La industria automotriz en México atraviesa una etapa de ajuste en sus estrategias de inversión, en la que los recientes movimientos de asignación de modelos en plantas como General Motors y Stellantis se orientan más a la optimización de procesos que a la expansión de capacidad instalada.

De acuerdo con Jorge Erdmann Reich, consultor en automatización y exintegrante de Canacintra y Coparmex, el sector vive un periodo de “apretón de liquidez”, particularmente entre marzo y mayo de 2026, lo que ha llevado a las armadoras a privilegiar la eficiencia operativa y la rentabilidad de corto plazo.

Explicó que los proyectos anunciados en el complejo de Ramos Arizpe y otros nodos industriales corresponden principalmente a inversiones ya maduras o a ajustes puntuales en líneas de producción existentes.

El especialista señaló que estas decisiones también responden a la oportunidad de integrar en México la manufactura de vehículos de bajo costo que han perdido viabilidad en otros mercados, o modelos de alto consumo energético que han sido desplazados de los mercados con estándares tecnológicos más estrictos.

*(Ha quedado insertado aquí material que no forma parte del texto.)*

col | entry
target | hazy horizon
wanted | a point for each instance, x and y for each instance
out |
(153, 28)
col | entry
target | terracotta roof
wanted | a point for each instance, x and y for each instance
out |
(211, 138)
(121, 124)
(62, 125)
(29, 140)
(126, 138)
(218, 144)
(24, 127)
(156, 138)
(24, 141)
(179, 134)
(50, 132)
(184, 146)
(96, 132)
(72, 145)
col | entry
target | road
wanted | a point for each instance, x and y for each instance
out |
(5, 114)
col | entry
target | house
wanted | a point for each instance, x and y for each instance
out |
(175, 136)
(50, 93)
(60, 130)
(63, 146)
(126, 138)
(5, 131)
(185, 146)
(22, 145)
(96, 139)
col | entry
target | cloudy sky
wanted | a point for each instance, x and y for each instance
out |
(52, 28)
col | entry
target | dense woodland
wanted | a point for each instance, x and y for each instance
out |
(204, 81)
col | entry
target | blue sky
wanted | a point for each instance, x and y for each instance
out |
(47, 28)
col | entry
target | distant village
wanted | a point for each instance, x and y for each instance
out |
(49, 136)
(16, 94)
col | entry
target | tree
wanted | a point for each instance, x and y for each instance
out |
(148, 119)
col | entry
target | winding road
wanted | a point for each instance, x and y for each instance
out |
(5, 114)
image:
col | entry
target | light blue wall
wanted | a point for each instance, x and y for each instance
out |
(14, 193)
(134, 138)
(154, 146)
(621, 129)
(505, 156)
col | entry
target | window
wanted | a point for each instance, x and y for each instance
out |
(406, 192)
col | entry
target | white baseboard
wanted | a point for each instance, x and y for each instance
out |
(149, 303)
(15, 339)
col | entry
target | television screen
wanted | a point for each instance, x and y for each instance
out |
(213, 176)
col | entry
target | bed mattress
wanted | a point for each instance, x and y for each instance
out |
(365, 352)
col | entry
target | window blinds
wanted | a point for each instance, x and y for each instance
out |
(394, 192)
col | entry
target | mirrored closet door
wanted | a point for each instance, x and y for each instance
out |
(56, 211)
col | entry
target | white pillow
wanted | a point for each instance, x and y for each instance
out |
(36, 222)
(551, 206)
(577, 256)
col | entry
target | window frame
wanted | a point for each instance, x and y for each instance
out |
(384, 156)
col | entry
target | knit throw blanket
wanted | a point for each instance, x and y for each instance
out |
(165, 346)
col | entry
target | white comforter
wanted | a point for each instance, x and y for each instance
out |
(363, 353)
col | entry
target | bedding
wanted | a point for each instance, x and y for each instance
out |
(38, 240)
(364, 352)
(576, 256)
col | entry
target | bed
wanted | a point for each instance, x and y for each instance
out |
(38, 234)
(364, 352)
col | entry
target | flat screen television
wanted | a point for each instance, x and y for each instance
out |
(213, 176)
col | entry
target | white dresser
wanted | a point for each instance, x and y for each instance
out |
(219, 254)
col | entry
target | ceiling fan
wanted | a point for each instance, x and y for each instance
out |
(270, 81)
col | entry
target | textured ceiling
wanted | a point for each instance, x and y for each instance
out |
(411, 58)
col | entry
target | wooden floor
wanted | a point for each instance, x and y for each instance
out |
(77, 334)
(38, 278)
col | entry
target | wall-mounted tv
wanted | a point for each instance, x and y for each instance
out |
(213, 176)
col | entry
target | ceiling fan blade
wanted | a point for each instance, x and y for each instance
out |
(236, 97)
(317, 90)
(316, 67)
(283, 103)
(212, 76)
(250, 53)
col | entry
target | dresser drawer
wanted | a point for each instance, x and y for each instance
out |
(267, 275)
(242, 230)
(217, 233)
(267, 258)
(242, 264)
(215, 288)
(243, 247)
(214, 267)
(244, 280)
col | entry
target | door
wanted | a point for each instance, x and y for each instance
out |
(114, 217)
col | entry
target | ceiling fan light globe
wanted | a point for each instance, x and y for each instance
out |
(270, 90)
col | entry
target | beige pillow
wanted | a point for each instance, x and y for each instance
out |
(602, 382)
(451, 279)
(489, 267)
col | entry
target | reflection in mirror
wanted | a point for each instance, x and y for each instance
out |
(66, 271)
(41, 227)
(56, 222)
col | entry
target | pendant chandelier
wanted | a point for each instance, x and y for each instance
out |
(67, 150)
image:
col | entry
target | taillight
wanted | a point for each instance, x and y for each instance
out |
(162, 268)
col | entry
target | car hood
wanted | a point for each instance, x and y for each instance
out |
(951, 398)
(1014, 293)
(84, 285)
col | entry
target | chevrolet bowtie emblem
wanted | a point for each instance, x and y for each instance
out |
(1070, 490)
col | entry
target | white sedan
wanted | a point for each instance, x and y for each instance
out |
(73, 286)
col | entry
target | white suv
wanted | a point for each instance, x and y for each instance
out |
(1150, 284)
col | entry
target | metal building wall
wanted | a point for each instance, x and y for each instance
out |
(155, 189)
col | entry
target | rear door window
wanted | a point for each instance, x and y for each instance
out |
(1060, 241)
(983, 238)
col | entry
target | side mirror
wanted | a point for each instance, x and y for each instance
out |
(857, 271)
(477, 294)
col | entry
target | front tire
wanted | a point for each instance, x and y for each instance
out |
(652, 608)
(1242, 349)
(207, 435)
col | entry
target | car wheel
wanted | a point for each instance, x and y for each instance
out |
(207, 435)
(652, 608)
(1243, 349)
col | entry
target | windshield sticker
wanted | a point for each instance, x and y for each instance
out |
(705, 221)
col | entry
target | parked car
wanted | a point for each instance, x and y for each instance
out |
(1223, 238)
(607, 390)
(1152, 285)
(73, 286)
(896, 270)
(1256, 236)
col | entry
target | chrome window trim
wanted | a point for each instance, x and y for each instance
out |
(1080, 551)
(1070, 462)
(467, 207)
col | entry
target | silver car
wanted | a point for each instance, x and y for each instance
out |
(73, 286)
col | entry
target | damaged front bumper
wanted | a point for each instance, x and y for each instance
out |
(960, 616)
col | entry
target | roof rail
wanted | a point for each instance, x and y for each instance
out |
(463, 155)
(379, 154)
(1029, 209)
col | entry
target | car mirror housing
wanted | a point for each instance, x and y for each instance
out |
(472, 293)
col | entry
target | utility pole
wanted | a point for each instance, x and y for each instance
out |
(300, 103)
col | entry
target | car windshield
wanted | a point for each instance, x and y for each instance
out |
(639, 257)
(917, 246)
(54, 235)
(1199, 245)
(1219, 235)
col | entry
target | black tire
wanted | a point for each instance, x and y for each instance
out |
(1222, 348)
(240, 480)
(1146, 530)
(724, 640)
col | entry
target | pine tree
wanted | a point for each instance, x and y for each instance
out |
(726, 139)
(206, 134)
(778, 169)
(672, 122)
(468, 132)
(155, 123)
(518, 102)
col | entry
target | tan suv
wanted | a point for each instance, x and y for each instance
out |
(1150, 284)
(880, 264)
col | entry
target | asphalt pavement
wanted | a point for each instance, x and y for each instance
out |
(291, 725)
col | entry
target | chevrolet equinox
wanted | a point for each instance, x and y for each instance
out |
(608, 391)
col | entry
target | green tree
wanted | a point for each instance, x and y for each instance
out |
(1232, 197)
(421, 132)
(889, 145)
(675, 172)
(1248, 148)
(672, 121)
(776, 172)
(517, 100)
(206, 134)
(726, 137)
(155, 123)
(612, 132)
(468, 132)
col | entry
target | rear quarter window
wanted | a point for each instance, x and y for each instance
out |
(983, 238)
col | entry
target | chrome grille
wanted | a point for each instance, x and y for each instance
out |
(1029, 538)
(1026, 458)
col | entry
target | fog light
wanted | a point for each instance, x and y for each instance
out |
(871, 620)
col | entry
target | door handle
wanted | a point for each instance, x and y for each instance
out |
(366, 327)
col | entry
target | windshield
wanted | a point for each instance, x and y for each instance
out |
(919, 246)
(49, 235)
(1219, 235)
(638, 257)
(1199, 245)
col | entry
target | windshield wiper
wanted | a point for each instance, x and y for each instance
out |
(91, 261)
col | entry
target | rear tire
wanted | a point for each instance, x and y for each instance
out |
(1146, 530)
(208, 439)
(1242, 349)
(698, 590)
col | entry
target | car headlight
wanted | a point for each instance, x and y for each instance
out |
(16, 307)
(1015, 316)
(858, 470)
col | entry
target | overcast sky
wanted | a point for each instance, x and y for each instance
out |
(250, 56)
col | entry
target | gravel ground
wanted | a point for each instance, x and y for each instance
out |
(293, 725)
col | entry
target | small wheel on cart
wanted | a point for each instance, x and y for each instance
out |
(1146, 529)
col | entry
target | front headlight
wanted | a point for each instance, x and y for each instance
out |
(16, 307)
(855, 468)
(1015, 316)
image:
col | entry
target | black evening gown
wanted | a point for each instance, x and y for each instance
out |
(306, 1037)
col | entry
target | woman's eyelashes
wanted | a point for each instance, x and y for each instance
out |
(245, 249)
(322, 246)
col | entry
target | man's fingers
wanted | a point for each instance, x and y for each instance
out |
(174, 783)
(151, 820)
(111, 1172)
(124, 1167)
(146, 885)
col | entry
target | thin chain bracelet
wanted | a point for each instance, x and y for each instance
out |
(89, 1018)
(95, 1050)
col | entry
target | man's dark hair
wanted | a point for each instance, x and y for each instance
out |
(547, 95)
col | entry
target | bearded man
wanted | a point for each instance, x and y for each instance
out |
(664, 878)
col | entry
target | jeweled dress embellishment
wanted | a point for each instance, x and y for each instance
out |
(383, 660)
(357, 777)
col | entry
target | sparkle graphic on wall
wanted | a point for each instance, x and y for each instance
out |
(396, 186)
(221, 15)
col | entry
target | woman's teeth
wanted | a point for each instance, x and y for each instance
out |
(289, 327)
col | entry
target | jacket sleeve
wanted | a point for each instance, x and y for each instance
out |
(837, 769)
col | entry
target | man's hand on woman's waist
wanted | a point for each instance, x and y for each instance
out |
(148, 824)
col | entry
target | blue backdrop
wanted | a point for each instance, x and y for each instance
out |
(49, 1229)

En este contexto, consideró que las reconfiguraciones no deben interpretarse únicamente como una desaceleración, sino como una etapa de adaptación que busca mantener la competitividad del sector en un entorno global más exigente.

Agregó que las empresas operan bajo una estrategia de “optimización de costos”, donde la automatización y la tecnología se orientan a sustituir tareas y mejorar márgenes, en un entorno presionado por el aumento salarial, la ampliación de vacaciones y la reducción de la jornada laboral, lo que ha llevado a un enfoque más cuidadoso en el retorno de inversión.